Anchorage of secretion-competent dense granules on the plasma membrane of bovine platelets in the absence of secretory stimulation

PMCID: PMC2116172  PMID: 2365736

Abstract

The ultrastructural changes in electropermeabilized bovine platelets that accompany the Ca2(+)-induced secretion of serotonin were investigated in ultra-thin sections of chemically fixed cells. Such preparations permitted us to study both the localization of and the structures associated with serotonin-containing dense granules. Localization of dense granules within cells was examined by measuring the shortest distances between the granular membranes and the plasma membrane. About 40% of total granules were located close to the plasma membrane at an average distance of 10.8 +/- 1.6 nm. 71% of the total number of granules were localized at a similar average distance of 12.5 +/- 2.7 nm in intact platelets. The percentage of granules apposed to the plasma membrane corresponded closely to the percentage of total serotonin that was maximally secreted after stimulation of the permeabilized (38 +/- 4.9%) and the intact platelets (72 +/- 3.6%). Furthermore, the percentage of granules anchored to the membrane, but not of those in other regions of permeabilized cells, decreased markedly when cells were stimulated for 30 s by extracellularly added Ca2+. The decrease in the numbers of granules in the vicinity of the plasma membrane corresponded to approximately 22% of the total number of dense granules that were used for measurements of the distances between the two membranes and corresponded roughly to the overall decrease (15%) in the average number of the granules per cell. Most dense granules were found to be associated with meshwork structures of microfilaments.

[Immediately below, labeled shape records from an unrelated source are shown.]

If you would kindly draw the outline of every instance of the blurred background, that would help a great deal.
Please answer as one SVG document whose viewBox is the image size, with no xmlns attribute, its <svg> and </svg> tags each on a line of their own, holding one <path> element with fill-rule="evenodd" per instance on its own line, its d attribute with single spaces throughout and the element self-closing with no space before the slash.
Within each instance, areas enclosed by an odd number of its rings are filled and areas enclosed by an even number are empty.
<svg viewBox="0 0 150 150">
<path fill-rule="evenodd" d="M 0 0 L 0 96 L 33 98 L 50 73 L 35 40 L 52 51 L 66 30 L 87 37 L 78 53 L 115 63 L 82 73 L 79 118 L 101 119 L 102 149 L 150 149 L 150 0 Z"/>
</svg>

Upon secretory stimulation, nonfilamentous, amorphous structures found between the plasma membrane and the apposed granules formed a bridge-like structure that connected both membranes without any obvious accompanying changes in the microfilament structures. These results suggest that the dense granules that are susceptible to secretory stimulation are anchored to the plasma membrane before stimulation, and that the formation of the bridge-like structure may participate in the Ca2(+)-regulated exocytosis.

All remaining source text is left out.